- Theatrical Poster
- Directed by: Janardhan Chikkanna
- Screenplay by: Janardhan Chikkanna, Avinash Lakshmaiah
- Story by: Janardhan Chikkanna
- Produced by: Vivid Films
- Starring: Naveen Shankar; Sonu Gowda; Avinash; Rangayana Raghu; Pawan Kumar;
- Cinematography: Shanthi Sagar H G
- Edited by: Bharath M C
- Music by: Amit Anand
- Production company: Vivid Films
- Release date: 30 March 2018;
- Running time: 127 minutes
- Country: India
- Language: Kannada

= Gultoo =

2018 Kannada film

Gultoo is a 2018 Indian Kannada language cyber-thriller film written and directed by Janardhan Chikkanna and scored by Amit Anand, released by Vivid Films. It stars Naveen Shankar and Sonu Gowda along with Rangayana Raghu and Avinash. Shanti Sagar is the film's cinematographer.

==Plot==

Alok (Naveen Shankar) is an orphan who gains popularity in his college by hacking an online movie booking website, enabling his seniors to watch a movie as part of a ragging task. After college, he and his friend Aasthi (Ram Dhanush) stay together where Alok works as a Computer Science trainer in a Computer Institute where he falls in love with Pooja (Sonu Gowda). Pooja is later revealed to be an undercover officer of the Indian Intelligence Bureau. She seduces and sleeps with Alok to collect the details and password of his computer. Later with the help of Phaneesh (Pawan Kumar), a techie, she tries to pin Alok, who turns out to be the prime suspect in the theft of the Sudhar data from the storage centre.

==Cast==
- Naveen Shankar as Alok
- Sonu Gowda as Pooja Ramesh/Anagha
- Avinash as Circle Inspector Avinash
- Rangayana Raghu as Chief Minister Anantharamaiah
- Pawan Kumar as Techie Phaneesh
- Pradeep Doddaiah as lecturer
- Ram Dhanush as Arasiah Thimmappa alias Aasthi

==Production==
=== Casting and filming ===
Shankar's entry into Gultoo was through association with college batchmate and director Janardhan Chikkanna.

=== Marketing ===
Multiple posters were created for the film during its release. Director Janardhan Chikkana told The New Indian Express that "there was a producer-pitch trailer, in which every actor wore glasses with round frames, and this became a highlight".

==Soundtrack==

Amit Anand composed the score and songs for the film.

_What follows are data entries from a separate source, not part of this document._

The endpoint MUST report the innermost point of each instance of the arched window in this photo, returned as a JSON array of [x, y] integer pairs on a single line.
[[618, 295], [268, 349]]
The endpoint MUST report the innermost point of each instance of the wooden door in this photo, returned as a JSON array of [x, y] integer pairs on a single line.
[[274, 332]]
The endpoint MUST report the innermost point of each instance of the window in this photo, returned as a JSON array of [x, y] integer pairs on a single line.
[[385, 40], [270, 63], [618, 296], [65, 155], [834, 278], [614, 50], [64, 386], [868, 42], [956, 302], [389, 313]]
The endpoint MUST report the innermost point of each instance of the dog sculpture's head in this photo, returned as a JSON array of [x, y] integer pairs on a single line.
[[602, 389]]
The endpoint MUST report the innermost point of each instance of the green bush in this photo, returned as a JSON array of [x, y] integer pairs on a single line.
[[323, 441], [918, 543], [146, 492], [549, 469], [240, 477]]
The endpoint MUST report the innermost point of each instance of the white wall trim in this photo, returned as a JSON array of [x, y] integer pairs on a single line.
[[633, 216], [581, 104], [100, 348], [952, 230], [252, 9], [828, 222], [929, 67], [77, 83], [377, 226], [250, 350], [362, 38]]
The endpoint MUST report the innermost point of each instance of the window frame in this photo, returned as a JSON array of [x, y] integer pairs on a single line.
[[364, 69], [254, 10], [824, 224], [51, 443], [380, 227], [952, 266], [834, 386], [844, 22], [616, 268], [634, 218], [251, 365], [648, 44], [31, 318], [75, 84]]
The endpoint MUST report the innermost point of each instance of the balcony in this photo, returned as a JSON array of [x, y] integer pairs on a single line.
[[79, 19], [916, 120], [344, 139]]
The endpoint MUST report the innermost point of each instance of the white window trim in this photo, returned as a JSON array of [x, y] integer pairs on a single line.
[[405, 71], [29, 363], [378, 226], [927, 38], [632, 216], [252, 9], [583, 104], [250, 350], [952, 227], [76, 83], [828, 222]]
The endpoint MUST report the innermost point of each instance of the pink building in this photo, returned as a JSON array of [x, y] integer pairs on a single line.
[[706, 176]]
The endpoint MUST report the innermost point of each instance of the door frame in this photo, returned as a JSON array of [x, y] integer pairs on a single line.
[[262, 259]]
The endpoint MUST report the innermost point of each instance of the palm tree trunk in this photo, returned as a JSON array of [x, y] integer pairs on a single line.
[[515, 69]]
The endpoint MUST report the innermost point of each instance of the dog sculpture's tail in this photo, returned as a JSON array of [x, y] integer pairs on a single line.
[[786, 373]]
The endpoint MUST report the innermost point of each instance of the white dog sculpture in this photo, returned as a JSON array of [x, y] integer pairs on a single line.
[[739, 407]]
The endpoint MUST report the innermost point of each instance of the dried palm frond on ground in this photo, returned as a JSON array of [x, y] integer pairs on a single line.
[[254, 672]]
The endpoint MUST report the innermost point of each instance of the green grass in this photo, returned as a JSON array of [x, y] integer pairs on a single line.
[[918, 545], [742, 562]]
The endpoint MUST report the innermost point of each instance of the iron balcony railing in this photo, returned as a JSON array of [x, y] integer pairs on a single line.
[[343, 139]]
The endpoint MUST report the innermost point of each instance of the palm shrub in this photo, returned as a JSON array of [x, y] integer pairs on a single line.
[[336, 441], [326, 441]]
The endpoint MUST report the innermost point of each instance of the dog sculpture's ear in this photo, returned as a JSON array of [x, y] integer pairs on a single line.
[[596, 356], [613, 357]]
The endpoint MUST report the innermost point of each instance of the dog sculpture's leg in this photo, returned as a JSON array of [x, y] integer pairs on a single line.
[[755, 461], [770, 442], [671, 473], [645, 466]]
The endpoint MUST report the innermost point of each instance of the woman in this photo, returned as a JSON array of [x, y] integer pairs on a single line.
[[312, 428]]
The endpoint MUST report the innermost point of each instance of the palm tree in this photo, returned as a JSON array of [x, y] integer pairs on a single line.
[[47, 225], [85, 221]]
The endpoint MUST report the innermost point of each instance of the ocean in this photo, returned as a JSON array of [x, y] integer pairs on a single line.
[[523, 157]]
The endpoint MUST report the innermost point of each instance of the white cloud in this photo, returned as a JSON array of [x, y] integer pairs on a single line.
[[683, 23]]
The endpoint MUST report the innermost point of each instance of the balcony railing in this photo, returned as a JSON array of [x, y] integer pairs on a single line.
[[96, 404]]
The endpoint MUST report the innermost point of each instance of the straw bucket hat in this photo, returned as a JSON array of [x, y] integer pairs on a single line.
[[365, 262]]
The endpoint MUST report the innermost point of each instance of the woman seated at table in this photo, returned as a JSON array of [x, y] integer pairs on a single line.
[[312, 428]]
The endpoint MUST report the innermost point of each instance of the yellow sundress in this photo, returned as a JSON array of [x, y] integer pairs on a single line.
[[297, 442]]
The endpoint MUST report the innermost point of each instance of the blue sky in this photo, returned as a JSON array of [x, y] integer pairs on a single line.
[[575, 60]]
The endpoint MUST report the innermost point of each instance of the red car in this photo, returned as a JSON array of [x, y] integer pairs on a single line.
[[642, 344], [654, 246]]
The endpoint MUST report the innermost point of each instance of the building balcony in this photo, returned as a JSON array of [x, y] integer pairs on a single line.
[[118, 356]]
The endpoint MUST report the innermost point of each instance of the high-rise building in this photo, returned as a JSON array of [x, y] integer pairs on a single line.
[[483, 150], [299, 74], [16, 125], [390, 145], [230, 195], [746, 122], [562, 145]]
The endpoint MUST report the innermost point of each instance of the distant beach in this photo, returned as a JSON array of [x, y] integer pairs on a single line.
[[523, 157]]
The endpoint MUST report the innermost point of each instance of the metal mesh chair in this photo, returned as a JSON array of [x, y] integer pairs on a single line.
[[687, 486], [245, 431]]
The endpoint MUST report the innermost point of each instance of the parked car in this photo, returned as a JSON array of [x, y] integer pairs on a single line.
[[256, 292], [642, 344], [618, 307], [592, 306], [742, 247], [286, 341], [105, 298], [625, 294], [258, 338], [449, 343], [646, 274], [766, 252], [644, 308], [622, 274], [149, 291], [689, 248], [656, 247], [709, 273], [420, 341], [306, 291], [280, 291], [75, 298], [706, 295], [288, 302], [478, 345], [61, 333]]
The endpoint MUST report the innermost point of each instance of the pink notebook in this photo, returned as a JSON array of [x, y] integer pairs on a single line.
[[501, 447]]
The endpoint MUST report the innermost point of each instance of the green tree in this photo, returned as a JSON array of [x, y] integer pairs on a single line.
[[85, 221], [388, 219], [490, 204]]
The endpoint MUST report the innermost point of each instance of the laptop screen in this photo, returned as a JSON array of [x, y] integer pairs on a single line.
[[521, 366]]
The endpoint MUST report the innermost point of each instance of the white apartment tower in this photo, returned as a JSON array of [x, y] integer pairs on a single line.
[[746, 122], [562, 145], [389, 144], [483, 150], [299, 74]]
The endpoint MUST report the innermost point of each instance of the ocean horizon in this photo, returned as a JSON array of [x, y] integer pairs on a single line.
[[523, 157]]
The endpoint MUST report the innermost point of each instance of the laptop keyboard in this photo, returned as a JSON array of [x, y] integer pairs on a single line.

The lyrics for the songs were written by Jayanth Kaikini, Kiran Kaverappa and Anoop Ramaswamy Kashyap.

Track list
| No. | Title | Lyrics | Singer(s) | Length |
|---|---|---|---|---|
| 1. | "Saalaagi" | Anoop Ramaswamy Kashyap | Saindhavi, Deepak Doddera | 04:03 |
| 2. | "VTU We love you" | Kiran Kaverappa | Raghu Dixit, Ankna Arockiam | 05:32 |
| 3. | "Neenondu Ashcharya" | Jayanth Kaikini | Eesha Suchi, Deepak Doddera | 04:05 |
| 4. | "Kadalaache" | Anoop Ramaswamy Kashyap | Supriya Lohith, Raghuram | 03:51 |
| 5. | "Kaanada Preethi" | Anoop Ramaswamy Kashyap | Jasmine Munns, Amit Anand | 01:01 |

== Critical response ==
The film opened to positive reviews from critics upon theatrical release. Writing for The News Minute, Rakesh Mehar praised the film, saying that “it comes as a bit of a surprise to see Sandalwood pick up on the topic of Aadhaar and data theft so quickly.” Rating the movie 3.5 out of 5, Sunayana Suresh from The Times of India says “The freshness in the narrative and the extensive research show that director Janardhan Chikkanna is someone to watch out for.” “Gultoo has the elements of a musical-romance and a thriller. But it is spread out in the form of a tragicomedy – a tragicomedy because the viewers are left scratching their heads at the blatant truth staring at them and applauding the makers’ vision at the same time" quoted The First Post. Deccan Chronicle said that “amidst all sorts of smart ‘leaks’ which has rocked the nation, raising big questions over the safety of all our personal data, here comes a perfect infotainment revolving around one such 'leak’ from another engineer turned director who makes an impressive mark, hacking into a sensible tale in his debut venture.” Prakash Upadhyaya from IB Times states that “It is a new-age movie that deals with data theft and exposes the way our data is being mined for money. It tries to showcase how our every single moment is recorded and has a price on the internet. In short, the movie shows how technology can bring misery to our lives but doesn't take a stand on whether tech is good or bad.”